The Fundamental Use of Surgical Energy (FUSE) Program: Promoting Operating Room Safety

| October 13, 2014 | 0 Comments

by Pascal Fuchshuber, MD, PhD, FACS; Amin Madani, MD; Daniel B. Jones, MD, MS, FACS; and Steven Schwaitzberg, MD

Dr. Fuchshuber, Hepatobiliary and Oncologic Surgery, Associate Professor of Surgery, UCSF, NSQIP Physician Lead, NCAL Region, The Permanente Medical Group, Inc., Walnut Creek, California. Dr. Amin Madani, Division of General Surgery, McGill University, Montreal, Quebec, Canada. Dr. Jones, Professor of Surgery, Harvard Medical School; Vice Chair of Surgery, Office of Technology and Innovation, Chief, Minimally Invasive Surgical Services; Director of the Bariatric Program, Beth Israel Deaconess Medical Center, Boston, Massachusetts. Dr, Schwaitzberg, Chief of Surgery, Cambridge Health Alliance, Cambridge, Massachusetts.

Bariatric Times. 2014;11(10):22–24.

FUNDING: No funding was provided.
DISCLOSURES: The authors report no conflicts of interest relevant to the content of this article.

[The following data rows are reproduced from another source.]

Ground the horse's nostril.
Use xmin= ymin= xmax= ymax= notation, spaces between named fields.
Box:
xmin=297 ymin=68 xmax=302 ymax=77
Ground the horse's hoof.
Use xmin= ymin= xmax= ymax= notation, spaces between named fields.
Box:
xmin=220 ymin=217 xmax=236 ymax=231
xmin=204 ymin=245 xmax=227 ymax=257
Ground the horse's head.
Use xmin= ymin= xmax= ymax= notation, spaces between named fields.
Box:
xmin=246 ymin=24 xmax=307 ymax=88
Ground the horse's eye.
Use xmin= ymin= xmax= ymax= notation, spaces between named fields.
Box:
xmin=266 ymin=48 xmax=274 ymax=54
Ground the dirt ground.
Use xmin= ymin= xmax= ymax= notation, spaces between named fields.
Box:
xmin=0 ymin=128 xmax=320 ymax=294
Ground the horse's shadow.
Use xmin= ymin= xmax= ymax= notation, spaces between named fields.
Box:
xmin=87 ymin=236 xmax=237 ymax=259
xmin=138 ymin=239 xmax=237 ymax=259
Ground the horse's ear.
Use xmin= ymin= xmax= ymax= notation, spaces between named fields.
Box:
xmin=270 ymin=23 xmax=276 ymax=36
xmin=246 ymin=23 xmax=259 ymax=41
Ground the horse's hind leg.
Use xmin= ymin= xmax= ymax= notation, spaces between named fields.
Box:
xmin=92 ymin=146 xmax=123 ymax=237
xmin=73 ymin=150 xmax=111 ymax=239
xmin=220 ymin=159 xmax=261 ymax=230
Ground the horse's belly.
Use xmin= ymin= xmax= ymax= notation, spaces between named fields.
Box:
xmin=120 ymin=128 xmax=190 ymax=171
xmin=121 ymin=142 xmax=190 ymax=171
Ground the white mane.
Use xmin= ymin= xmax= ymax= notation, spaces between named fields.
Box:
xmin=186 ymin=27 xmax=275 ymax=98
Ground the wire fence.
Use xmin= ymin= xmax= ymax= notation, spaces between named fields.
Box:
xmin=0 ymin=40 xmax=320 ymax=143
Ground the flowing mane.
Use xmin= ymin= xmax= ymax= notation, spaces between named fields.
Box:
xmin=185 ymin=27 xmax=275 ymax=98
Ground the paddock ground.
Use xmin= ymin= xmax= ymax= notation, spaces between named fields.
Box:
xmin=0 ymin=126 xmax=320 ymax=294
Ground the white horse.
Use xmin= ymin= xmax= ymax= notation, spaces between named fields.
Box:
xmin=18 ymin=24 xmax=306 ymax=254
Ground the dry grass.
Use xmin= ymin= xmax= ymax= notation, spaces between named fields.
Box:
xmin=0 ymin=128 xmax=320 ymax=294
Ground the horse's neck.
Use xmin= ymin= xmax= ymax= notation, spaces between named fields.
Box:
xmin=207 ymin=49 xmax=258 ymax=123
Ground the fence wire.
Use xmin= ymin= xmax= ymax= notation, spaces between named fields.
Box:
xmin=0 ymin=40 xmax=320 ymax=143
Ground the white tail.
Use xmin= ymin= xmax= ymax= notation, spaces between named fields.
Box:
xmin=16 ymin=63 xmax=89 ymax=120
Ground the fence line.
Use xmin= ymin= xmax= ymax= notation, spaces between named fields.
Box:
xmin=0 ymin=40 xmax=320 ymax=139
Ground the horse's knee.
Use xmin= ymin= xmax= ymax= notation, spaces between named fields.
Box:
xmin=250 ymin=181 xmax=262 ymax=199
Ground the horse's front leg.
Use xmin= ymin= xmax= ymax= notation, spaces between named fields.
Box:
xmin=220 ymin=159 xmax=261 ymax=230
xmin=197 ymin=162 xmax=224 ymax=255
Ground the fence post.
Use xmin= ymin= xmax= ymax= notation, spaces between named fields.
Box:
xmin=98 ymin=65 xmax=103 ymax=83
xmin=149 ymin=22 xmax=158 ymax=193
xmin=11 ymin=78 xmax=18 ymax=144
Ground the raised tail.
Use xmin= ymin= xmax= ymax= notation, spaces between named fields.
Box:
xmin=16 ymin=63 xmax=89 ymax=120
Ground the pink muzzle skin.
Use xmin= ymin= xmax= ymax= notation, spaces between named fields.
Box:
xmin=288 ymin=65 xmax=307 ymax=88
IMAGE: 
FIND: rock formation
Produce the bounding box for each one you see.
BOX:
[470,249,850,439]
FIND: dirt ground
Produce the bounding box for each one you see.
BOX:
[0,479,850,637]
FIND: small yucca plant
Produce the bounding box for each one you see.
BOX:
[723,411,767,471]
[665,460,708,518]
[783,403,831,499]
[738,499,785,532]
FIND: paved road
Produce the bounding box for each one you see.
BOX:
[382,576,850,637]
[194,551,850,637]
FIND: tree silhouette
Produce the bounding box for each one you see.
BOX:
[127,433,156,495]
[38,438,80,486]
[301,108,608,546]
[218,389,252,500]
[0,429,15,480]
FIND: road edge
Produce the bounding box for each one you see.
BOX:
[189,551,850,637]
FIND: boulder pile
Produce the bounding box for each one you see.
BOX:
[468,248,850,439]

This November marks the 10th anniversary of SAGES Fundamentals of Laparoscopic Surgery (FLS) program, the nation’s first hands-on skills assessment test required by the American Board of Surgery (ABS), the national certifying body for general surgeons and related specialists. FLS was created as a first step toward ensuring patient safety and enhancing the innovative treatments that were becoming available in the late 1980s and has been instrumental in single-handedly revolutionizing surgical training worldwide. Since its launch in 2004, nearly 8,500 surgeons have successfully completed the FLS Program. Additionally, last March, the ABS officially announced that graduating general surgery residents in the 2017-2018 academic year must also successfully complete the SAGES Fundamentals of Endoscopic Surgery (FES) program as part of the five-year milestone-based endoscopic curriculum.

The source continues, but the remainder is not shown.